Explore the first city in dataframe as an example.

Get the city's name and geographical location.

In [12]:
city_latitude = df_gtrend.loc[0, 'lat'] # city latitude value
city_longitude = df_gtrend.loc[0, 'long'] # city longitude value

city_name = df_gtrend.loc[0, 'City'] # city name

print('Latitude and longitude values of {} are {}, {}.'.format(city_name, 
                                                               city_latitude, 
                                                               city_longitude))

Latitude and longitude values of Kolkata are 22.5414185, 88.35769124388872.


Now, let's get the top 100 venues within a radius of 30km.
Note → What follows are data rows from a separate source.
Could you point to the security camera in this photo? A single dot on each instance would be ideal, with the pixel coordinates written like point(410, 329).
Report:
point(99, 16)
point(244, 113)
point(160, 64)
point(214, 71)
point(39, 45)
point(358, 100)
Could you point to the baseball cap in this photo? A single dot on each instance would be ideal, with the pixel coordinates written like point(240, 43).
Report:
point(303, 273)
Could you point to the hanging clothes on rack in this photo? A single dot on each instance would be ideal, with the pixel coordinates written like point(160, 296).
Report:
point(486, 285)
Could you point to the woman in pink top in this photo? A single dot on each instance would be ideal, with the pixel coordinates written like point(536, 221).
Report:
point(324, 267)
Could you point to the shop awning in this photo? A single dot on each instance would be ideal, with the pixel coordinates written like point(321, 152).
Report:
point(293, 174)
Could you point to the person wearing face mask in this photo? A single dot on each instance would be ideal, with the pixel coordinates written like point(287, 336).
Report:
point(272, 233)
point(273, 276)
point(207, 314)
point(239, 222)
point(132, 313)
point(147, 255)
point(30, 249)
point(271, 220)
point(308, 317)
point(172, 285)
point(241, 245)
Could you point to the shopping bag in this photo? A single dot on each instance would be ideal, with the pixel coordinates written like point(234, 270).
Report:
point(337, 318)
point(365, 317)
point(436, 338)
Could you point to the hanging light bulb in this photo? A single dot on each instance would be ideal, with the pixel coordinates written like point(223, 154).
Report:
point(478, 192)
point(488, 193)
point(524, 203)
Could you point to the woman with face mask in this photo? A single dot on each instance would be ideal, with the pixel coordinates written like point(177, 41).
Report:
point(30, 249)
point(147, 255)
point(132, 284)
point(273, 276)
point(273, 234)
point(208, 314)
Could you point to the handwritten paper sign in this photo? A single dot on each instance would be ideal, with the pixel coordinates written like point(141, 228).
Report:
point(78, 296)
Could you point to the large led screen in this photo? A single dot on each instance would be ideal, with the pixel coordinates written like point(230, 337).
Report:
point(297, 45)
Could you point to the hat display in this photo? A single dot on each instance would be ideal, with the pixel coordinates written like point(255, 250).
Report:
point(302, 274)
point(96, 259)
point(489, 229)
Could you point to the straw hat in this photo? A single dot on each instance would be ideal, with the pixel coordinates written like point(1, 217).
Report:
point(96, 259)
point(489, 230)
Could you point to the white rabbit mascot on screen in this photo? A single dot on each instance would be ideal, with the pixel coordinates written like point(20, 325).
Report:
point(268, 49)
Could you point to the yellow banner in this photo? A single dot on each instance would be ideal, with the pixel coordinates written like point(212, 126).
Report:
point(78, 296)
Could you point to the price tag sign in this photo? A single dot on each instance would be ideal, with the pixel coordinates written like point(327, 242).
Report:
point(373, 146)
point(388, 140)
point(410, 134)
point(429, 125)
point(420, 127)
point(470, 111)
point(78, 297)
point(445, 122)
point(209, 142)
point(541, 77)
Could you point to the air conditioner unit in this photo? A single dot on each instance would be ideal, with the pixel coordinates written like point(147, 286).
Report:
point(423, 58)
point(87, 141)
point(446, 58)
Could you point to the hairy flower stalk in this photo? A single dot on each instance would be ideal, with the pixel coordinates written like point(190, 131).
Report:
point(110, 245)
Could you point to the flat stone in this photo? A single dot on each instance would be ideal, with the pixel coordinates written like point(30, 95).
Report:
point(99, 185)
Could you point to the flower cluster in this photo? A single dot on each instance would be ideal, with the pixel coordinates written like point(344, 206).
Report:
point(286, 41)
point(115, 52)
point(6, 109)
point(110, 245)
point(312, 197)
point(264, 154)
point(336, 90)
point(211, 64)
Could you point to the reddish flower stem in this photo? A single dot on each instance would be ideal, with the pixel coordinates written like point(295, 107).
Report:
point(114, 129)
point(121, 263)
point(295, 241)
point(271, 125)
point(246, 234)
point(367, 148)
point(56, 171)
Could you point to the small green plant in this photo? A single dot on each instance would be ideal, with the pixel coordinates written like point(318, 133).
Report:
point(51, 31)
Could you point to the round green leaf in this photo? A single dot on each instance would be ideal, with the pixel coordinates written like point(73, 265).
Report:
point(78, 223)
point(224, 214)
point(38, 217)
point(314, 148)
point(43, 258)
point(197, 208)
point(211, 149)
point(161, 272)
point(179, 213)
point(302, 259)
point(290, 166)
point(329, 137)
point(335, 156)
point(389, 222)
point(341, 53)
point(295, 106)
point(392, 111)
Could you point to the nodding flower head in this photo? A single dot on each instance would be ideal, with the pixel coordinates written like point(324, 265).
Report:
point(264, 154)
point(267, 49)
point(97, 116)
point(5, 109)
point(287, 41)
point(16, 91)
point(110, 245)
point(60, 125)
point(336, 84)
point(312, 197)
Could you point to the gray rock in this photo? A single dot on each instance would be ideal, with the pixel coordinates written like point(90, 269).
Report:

First, let's create the GET request URL.

In [13]:
# Form Foursquare URL with categories where printers can likely be purchased
LIMIT = 100

radius = 30000

printer_categories = '4bf58dd8d48988d1fd941735,5744ccdfe4b0c0459246b4dc,5744ccdfe4b0c0459246b4df,52f2ab2ebcbc57f1066b8b35,4bf58dd8d48988d121951735,4bf58dd8d48988d122951735,4bf58dd8d48988d1f6941735,4bf58dd8d48988d114951735'

url = 'https://api.foursquare.com/v2/venues/explore?&client_id={}&client_secret={}&v={}&ll={},{}&categoryId={}&oauth_token={}&radius={}&limit={}'.format(
       CLIENT_ID,
       CLIENT_SECRET,
       VERSION,
       city_latitude,
       city_longitude,
       printer_categories,
       ACCESS_TOKEN,
       radius,
       LIMIT)

url

'https://api.foursquare.com/v2/venues/explore?&client_id=PXSRO5SKINAAQJNPRVFCCV1HRRTXJFRJ2LTMUSUXQ4NYXF03&client_secret=XBU45UFEDM1PLUXZQF0IPD5K0UPKLNG4AFIFQQBP034V04AFt&v=20180605&ll=22.5414185,88.35769124388872&categoryId=4bf58dd8d48988d1fd941735,5744ccdfe4b0c0459246b4dc,5744ccdfe4b0c0459246b4df,52f2ab2ebcbc57f1066b8b35,4bf58dd8d48988d121951735,4bf58dd8d48988d122951735,4bf58dd8d48988d1f6941735,4bf58dd8d48988d114951735&oauth_token=0SLF0JB3S5CMYQKWZO3GKBCDKNOOI2MZFJO1IVVWWVSAMOYE&radius=30000&limit=100'

Send the GET request and examine the results.

In [14]:
results = requests.get(url).json()
results

{'meta': {'code': 200, 'requestId': '5ff08032dad389062d7cd86b'},
 'notifications': [{'type': 'notificationTray', 'item': {'unreadCount': 0}}],
 'response': {'suggestedFilters': {'header': 'Tap to show:',
   'filters': [{'name': 'Open now', 'key': 'openNow'}]},
  'headerLocation': 'Kolkata',
  'headerFullLocation': 'Kolkata',
  'headerLocationGranularity': 'city',
  'query': 'mall',
  'totalResults': 43,
  'suggestedBounds': {'ne': {'lat': 22.81141877000027,
    'lng': 88.64947921959752},
   'sw': {'lat': 22.27141822999973, 'lng': 88.06590326817992}},
  'groups': [{'type': 'Recommended Places',
    'name': 'recommended',
    'items': [{'reasons': {'count': 0,
       'items': [{'summary': 'This spot is popular',
         'type': 'general',
         'reasonName': 'globalInteractionReason'}]},
      'venue': {'id': '5274b7f111d2b513631071a5',
       'name': 'Quest Mall',
       'location': {'address': '33, Syed Aamir Ali Ave',
        'lat': 22.539068009925764,
        'lng': 88.3655245668

All the information is in the items key. Use the get_category_type function from the Foursquare lab.

In [21]:
# function that extracts the category of the venue
def get_category_type(row):
    try:
        categories_list = row['categories']
    except:
        categories_list = row['venue.categories']
        
    if len(categories_list) == 0:
        return None
    else:
        return categories_list[0]['name']

Clean the json and structure it into a pandas dataframe.

In [22]:
venues = results['response']['groups'][0]['items']
    
nearby_venues = json_normalize(venues) # flatten JSON

# filter columns
filtered_columns = ['venue.name', 'venue.categories', 'venue.location.lat', 'venue.location.lng']
nearby_venues =nearby_venues.loc[:, filtered_columns]

# filter the category for each row
nearby_venues['venue.categories'] = nearby_venues.apply(get_category_type, axis=1)

# clean columns
nearby_venues.columns = [col.split(".")[-1] for col in nearby_venues.columns]

nearby_venues.head()

  app.launch_new_instance()


Unnamed: 0,name,categories,lat,lng
0,Quest Mall,Shopping Mall,22.539068,88.365525
1,South City Mall,Shopping Mall,22.501758,88.361726
2,Acropolis Mall,Shopping Mall,22.514823,88.393235
3,City Centre,Shopping Mall,22.587921,88.408098
4,Mani Square Mall,Shopping Mall,22.577823,88.400591


How many venues were returned by Foursquare?

In [23]:
print('{} venues were returned by Foursquare.'.format(nearby_venues.shape[0]))

43 venues were returned by Foursquare.